Contents of Abraham Lincoln’s pockets. April 14, 1865. Rare Book and Special Collections Division.


True or false? Visiting Washington, D.C. is the only way to enjoy the collections of the Library of Congress. False. The Library offers a rich treasure trove of its collections. Not only that, it loans items to other institutions and agencies for their exhibitions, as well as offers other institutions and cultural organizations the opportunity to host touring exhibitions from the Library’s diverse exhibition program.


Just in time for baseball season, facsimile items from the Library’s vast baseball collections are on view at Nationals Stadium in D.C. and in Scranton, Pennsylvania, as part of the “Baseball Dreams: They Played the Game” exhibit.
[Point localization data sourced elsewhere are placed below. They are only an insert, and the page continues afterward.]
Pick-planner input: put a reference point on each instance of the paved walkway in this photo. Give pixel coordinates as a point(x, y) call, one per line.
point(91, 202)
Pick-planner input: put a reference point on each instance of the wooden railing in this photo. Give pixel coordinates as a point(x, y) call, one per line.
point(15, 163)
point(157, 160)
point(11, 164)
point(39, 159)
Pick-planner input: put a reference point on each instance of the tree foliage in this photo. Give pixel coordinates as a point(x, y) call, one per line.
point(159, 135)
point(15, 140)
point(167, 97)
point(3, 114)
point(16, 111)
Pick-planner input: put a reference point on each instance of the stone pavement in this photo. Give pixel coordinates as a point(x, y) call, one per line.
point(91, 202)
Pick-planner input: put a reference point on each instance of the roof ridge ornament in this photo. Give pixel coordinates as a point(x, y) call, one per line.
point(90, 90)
Featured in both displays are historic photographs of America’s favorite pastime.


Particularly relevant with the 150th anniversary of the end of the Civil War and Lincoln’s assassination are exhibitions at Fords Theatre and Henry Ford Museum in Michigan that mark the anniversary of the assassination. The Henry Ford Museum showcases facsimile lithographs from the Library’s collections, while Ford’s Theatre’s “Silent Witness: Artifacts of the Lincoln Assassination” has been loaned the contents of Lincoln’s pockets the night he was shot at the venue.


“Magna Carta: Enduring Legacy, 1215-2015.”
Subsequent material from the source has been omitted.